A flow diagram implementing certain aspects of the methods of the invention is provided in FIG. 5. At step 610, a user identifies and/or inputs a species of interest into the system. Next, at step 620, the he node manager obtains one (or more) phylogenetic tree having a target node (the species of interest) and non-target nodes (related species). The node manager obtains a target node-relatedness value for the non-target nodes. At step 630, the repeat library manager identifies non-target nodes that have repeat libraries (e.g., using the repeat library database) and generates a repeat library for the species of interest based on known repeat libraries of the identified non-target nodes and their respective target node relatedness value.
FIG. 6 shows an exemplary phylogenetic tree having nodes as described herein. In this figure, target node 710 needs a repeat library generated for it (i.e., it is the species of interest identified/input by the user). Such a repeat library can be based on a related non-target node that has a known repeat library associated with it (also called a “full” non-target node). Such nodes are shown in FIG. 6 as filled circles 730, 732, 734 and 736. “Empty” non-target nodes in this figure, i.e., non-target nodes lacking known repeat libraries, are shown as open circles (e.g., node 720). Based on this phylogenetic tree, the repeat library generated for the target node 710 may include repeat library elements from “full” sister node 736 and “full” parent nodes 732 and 730. Alternatively, if no “full” sister or parent nodes are available (meaning that full nodes 732, 734 and 736 are empty nodes), the repeat library for “full” node 734 may be used to generate the repeat library for target node 710.

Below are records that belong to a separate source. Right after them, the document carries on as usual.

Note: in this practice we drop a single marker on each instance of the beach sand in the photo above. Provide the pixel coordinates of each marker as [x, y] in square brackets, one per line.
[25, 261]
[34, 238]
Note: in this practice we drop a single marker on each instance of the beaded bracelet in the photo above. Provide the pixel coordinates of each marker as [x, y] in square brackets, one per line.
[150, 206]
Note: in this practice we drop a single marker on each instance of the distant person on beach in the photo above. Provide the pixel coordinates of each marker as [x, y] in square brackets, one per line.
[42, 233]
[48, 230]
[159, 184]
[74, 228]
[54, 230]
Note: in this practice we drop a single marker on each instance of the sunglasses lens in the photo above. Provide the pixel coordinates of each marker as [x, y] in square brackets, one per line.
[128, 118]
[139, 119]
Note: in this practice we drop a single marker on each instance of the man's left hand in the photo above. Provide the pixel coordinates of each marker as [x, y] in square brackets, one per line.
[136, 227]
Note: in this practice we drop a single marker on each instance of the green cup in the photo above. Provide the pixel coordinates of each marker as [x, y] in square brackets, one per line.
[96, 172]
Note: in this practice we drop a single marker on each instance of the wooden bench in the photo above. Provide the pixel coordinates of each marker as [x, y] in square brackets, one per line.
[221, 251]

As described above, multiple phylogenetic trees may be employed in generating repeat library sets for a species of interest. In certain of these embodiments, the target node relatedness value for a given node may be an average of the target node relatedness values for that node in the different trees.
Provided below is en exemplary XML configuration file for defining the distances between the nodes, or species (i.e., parent-children relationships), a threshold value of each species (which is given by the user), and the quantity score of the repeat database of each species. The software tool uses the above parameters to determine whether or not to include into the result repeat library file the available repeat library of a parent species and/or the repeat database of a neighboring species.

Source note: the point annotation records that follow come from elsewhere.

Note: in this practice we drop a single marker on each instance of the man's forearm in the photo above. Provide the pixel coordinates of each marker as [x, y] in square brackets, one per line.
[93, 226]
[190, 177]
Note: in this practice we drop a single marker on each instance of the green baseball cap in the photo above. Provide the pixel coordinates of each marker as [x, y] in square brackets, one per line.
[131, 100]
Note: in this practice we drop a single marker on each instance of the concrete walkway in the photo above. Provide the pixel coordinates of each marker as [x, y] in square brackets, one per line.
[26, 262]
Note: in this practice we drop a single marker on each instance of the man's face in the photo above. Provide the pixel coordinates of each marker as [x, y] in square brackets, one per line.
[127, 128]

<?xml version=“1.0” encoding=“UTF-8”?>
<!DOCTYPE DynamicRepeatDBGenerator
[
<!ENTITY THRESHOLD1 “100”>
<!ENTITY THRESHOLD2 “200”>
<!ENTITY THRESHOLD3 “300”>
<!ENTITY QUANTITY1 “1000”>
<!ENTITY QUANTITY2 “5000”>
]>
<Config>
<PhylogeneticTree>
<Species Name=“A” Threshold=“ &THRESHOLD1;”
Quantity=“&QUANTITY2;”>
<Species Name=“B” Threshold=“ &THRESHOLD3;”
Quantity=“&QUANTITY2;”>
<Species Name=“C”
Threshold=“ &THRESHOLD3;” Quantity=“&QUANTITY2;”/>
<Species Name=“x”
Threshold=“ &THRESHOLD2;” Quantity=“&QUANTITY1;”>
<Species Name=“D”
Threshold=“ &THRESHOLD1;”
Quantity=“&QUANTITY1;”/>
<Species Name=“G”
Threshold=“ &THRESHOLD3;”
Quantity=“&QUANTITY2;”/>
</Species>
</Species>
</Species>
</ PhylogeneticTree >
</Config>

The result of the process is a database file defining a repeat library set for the species of interest that contains all repeat sequences taken from repeat libraries of closely related species in the given phylogenetic tree that meet the threshold requirements. The database file can then be used in probe design process to mask out possible repeat sequences of the novel species.

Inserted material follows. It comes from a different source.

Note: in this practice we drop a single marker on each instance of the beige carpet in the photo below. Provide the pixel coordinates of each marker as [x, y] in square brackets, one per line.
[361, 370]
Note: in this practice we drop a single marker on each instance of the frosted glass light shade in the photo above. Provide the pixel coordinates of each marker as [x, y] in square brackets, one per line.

For example, one may use the repeat library to inform a probe design process to obtain probes specific for targets of interest in the species of interest that excludes probes that hybridize with the sequences in the generated repeat library set. Such probe/probe sets find use in a variety of different applications, where such applications include, but are not limited to, analyte detection applications in which the presence of a particular analyte in a given sample is detected at least qualitatively, if not quantitatively. Analyte detection methods include, but are not limited to, northern blots, western blots, dot blots, southern blots, etc.
In certain embodiments, a probe set(s) designed as informed by the repeat library generated using the subject system and methods are employed in a chemical array format. Any convenient method for carrying out assays employing a chemical array(s) may be used. In certain of such methods, the sample suspected of comprising the analyte of interest is contacted with an array of immobilized probes obtained according to the subject methods under conditions sufficient for the analyte to bind to the probe. Thus, if the analyte of interest is present in the sample, it binds to the array at the site of its cognate probe and a complex is formed on the array surface. The presence of this binding complex on the array surface is then detected, e.g. through use of a signal production system, e.g. an isotopic or fluorescent label present on the analyte, etc. The presence of the analyte in the sample is then deduced from the detection of binding complexes on the substrate surface.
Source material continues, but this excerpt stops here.